Twilight of the Elites: America After Meritocracy by Christopher Hayes
Author:Christopher Hayes [Hayes, Christopher]
Language: eng
Format: epub, mobi, pdf
ISBN: 978-0-307-72047-4
Publisher: Crown Publishers
Published: 2012-06-12T04:00:00+00:00
MONEY
In most cases, of course, money does confer power: the ability to make decisions about which products will be made, what innovations will be nurtured or abandoned. Those with capital to lend exert tremendous dominion in their capacity as creditors (as we’ve seen during the foreclosure crisis): the International Monetary Fund’s role as lender of last resort to developing countries has empowered it to issue decrees that completely remake a nation’s social contract and domestic policy as a condition of its extension of credit.
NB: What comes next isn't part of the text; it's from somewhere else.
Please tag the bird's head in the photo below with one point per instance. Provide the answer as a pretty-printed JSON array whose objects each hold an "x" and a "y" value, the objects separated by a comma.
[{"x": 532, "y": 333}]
But in a society as fully monetized as ours, money is also crucial because it can readily be exchanged for all other kinds of power. Money can purchase platform: When Fox News mogul Roger Ailes bought an expansive estate in the Hudson Valley, he also purchased two local newspapers, which he used to crusade for changes to local zoning laws. (“Freedom of the press,” New Yorker writer A. J. Liebling famously quipped, “belongs to those who own one.”)
Likewise, money can grant you access to powerful social networks, whether on Park Avenue or in country clubs, because people with money tend to socialize with other wealthy people. These bonds of association lower coordination costs and make organizing toward some mutually beneficial goal easier and more effective.
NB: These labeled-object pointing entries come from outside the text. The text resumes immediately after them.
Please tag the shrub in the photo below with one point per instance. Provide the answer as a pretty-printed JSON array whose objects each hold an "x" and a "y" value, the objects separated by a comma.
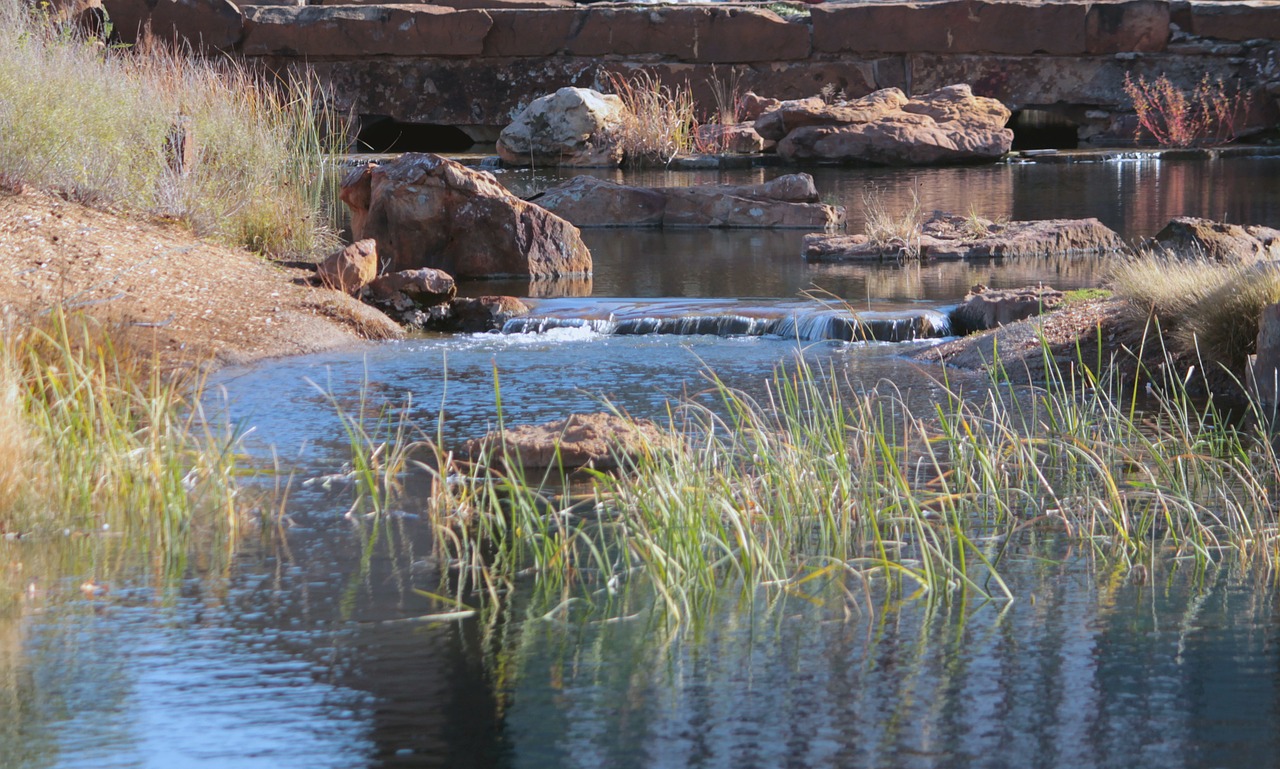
[
  {"x": 1207, "y": 115},
  {"x": 1205, "y": 309},
  {"x": 158, "y": 131},
  {"x": 661, "y": 120}
]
Money can also buy political power: it pays for lobbyists, PACs, political donations, and the all-important access. In his book Oligarchy, political scientist Jeffrey Winters focuses on what he calls the income defense industry, made up of “lawyers, accountants, lobbyists, wealth management agencies” who “have highly specialized knowledge and can navigate a complex system of taxation and regulations, generating a range of tax ‘products,’ ‘instruments,’ and ‘advice’ that enable oligarchs to keep scores of billions in income annually that would otherwise have to be surrendered to the state.”
Over the last decade, the political arm of the income defense industry has been wildly successful. The tax cuts passed by Bush and extended by Obama represent a total of $81.5 billion transferred from the state into the hands of the richest 1 percent. Meanwhile, hedge fund managers and their surrogates have deployed millions of dollars to lobbyists to maintain the so-called carried interest loophole, a provision of tax law that allows fund managers to classify much of their income drawn from investing gains as “carried interest” so that it is taxed at the low capital gains rate of 15 percent, rather than the marginal income rate, which would in most cases be more than twice that. It was this wrinkle in the law that helped Mitt Romney, a man worth an estimated quarter of a billion dollars, pay an effective tax rate of just under 14 percent in 2010. In 2008, 2009, and 2010, the House of Representatives passed a bill closing the loophole, only to see it beaten back by an intense wave of lobbying in the Senate.
This is a crass example of money purchasing direct political results, but there is mounting empirical evidence that our system of democratic representation as a whole heavily weights the preferences of the wealthy.